Despite last year’s plummeting market, Mr. Yacktman’s flagship large-cap fund has managed a loss of about 2% during the past 12 months; the Standard & Poor’s 500-stock index has dropped roughly 30% in that period. Mr. Yacktman, along with son Stephen, who co-manages the fund, has also restored the fund’s assets to a competitive level at $530 million. The growth is driven by the Yacktmans’ efforts to protect the fund’s investments and exit from a few consumer names to focus on the media sector.
The elder Mr. Yacktman, who was pegged as a top stock picker in the 1980s for his management of Select American Fund, credits his recent success to staying true to course. He said he hasn’t altered his investment strategy much during the past 20 years.
“It hasn’t changed dramatically; it’s just that we have been able to refine it more,” he said. “I think our batting average has improved and that comes from our number crunching and refining the process.”
But things weren’t always so rosy. The fund in 2000 had assets of $69 million, and it produced single-digit returns. Experts called Mr. Yacktman’s value-management style outdated during the peak of the bull market and tech-stock boom.
Also, Mr.

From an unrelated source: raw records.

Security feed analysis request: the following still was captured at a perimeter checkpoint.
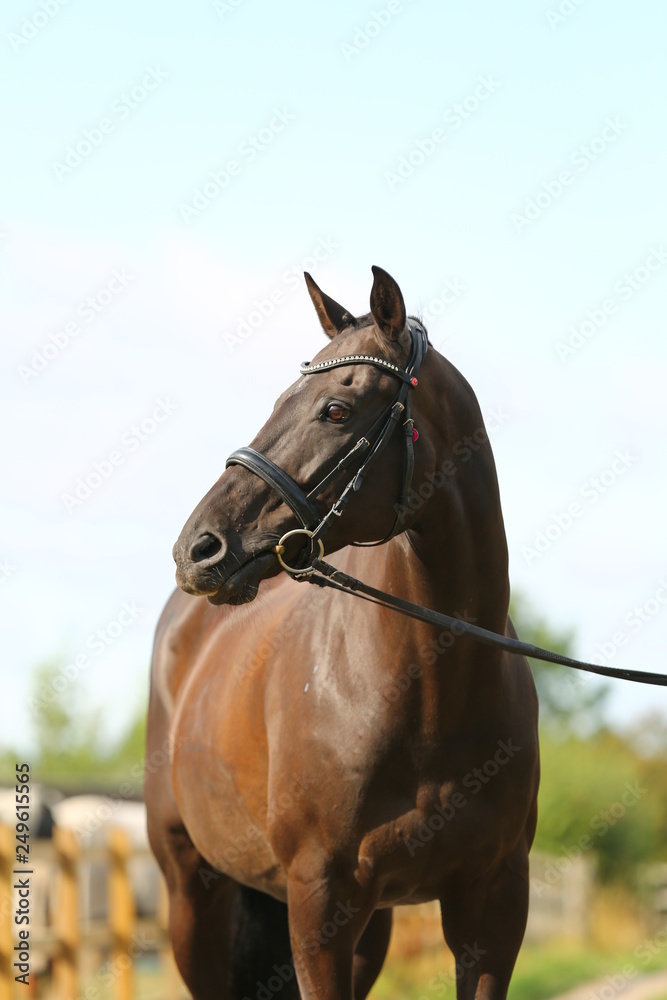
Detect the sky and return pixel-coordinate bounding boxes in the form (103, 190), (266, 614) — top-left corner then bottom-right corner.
(0, 0), (667, 752)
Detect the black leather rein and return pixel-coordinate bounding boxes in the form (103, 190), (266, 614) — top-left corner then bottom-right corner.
(227, 319), (667, 686)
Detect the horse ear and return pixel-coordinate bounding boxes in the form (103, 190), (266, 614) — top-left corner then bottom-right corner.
(303, 271), (357, 338)
(371, 267), (407, 340)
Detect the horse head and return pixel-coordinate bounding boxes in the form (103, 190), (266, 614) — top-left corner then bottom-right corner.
(174, 267), (433, 604)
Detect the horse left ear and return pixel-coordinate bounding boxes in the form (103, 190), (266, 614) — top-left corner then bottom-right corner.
(371, 267), (407, 340)
(303, 271), (357, 339)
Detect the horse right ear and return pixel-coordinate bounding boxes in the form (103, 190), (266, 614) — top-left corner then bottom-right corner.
(303, 271), (357, 339)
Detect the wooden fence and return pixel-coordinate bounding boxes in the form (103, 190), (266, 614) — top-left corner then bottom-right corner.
(0, 824), (181, 1000)
(0, 824), (593, 1000)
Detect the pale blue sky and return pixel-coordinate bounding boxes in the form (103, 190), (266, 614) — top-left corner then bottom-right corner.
(0, 0), (667, 745)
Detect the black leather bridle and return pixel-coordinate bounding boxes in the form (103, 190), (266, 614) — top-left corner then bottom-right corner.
(227, 319), (428, 574)
(227, 319), (667, 686)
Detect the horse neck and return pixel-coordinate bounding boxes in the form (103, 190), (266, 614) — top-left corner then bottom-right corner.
(384, 355), (509, 696)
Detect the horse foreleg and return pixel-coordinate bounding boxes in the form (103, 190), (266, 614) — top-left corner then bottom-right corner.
(154, 827), (239, 1000)
(440, 845), (529, 1000)
(352, 910), (392, 1000)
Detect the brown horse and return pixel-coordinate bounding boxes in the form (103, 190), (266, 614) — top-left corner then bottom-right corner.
(146, 268), (539, 1000)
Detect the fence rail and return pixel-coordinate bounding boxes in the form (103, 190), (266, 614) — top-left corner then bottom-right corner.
(0, 824), (180, 1000)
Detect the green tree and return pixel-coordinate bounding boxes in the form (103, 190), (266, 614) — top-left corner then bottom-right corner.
(510, 594), (609, 735)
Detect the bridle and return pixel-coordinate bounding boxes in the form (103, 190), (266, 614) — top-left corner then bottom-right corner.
(227, 318), (428, 576)
(227, 318), (667, 686)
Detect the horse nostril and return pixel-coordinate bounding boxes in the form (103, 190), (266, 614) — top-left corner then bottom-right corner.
(190, 531), (222, 562)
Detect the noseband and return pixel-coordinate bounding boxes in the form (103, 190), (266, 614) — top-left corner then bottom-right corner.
(227, 319), (428, 574)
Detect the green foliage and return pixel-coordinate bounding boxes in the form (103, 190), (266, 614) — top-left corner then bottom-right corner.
(0, 662), (146, 794)
(510, 594), (609, 735)
(535, 731), (667, 882)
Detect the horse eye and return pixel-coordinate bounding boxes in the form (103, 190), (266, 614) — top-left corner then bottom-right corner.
(327, 403), (350, 424)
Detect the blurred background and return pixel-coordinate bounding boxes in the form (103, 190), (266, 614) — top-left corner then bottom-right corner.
(0, 0), (667, 997)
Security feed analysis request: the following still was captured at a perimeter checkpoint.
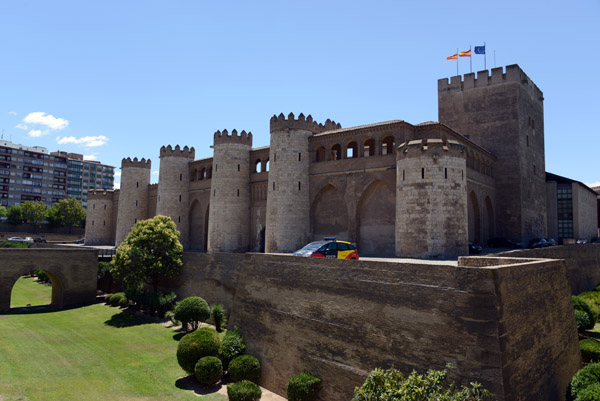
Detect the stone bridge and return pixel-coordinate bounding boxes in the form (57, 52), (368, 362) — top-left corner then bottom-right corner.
(0, 248), (98, 312)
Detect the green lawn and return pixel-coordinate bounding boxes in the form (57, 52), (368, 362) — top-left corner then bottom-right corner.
(10, 276), (52, 308)
(0, 279), (227, 401)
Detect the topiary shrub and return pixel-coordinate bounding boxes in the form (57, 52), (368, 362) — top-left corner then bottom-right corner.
(229, 355), (260, 383)
(110, 292), (125, 306)
(175, 297), (210, 331)
(212, 304), (227, 333)
(285, 372), (323, 401)
(227, 380), (262, 401)
(571, 295), (597, 330)
(571, 363), (600, 400)
(177, 327), (221, 374)
(194, 356), (223, 386)
(219, 327), (246, 370)
(119, 297), (129, 308)
(579, 338), (600, 363)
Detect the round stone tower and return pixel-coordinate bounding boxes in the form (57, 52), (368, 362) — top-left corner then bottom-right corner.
(115, 157), (152, 245)
(208, 130), (252, 252)
(156, 145), (195, 249)
(396, 139), (468, 259)
(265, 113), (332, 252)
(85, 189), (115, 245)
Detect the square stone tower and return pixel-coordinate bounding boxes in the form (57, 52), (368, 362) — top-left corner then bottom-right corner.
(438, 64), (546, 241)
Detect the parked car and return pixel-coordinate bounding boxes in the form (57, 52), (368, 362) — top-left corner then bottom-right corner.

Yacktman took criticism from financial advisers over the past two years for holding too much cash, reaching about 25% at one point in early 2007.
The five-star fund buys profitable stocks that have struck out with the market. The firm recently reduced its long-standing consumer focus and grabbed shares of Viacom, Liberty Media and News Corp., owner of The Wall Street Journal.
Mr. Yacktman said he is now “Dumpster diving,” putting cash to work and scavenging for fallen stocks that could have high rates of return. He recently swooped in on Pfizer as well as a couple of battered retail names, Abercrombie & Fitch and William-Sonoma.
The Texas-based fund holds 31 stocks, including Coca-Cola, Microsoft and eBay. It requires a minimum investment of $2,500 and doesn’t have a front load. Year to date, the fund is up 21%; the S&P 500 is down 0.2%. Over a three-year span, the fund has risen 1.4%, versus the S&P’s 8.5% decline.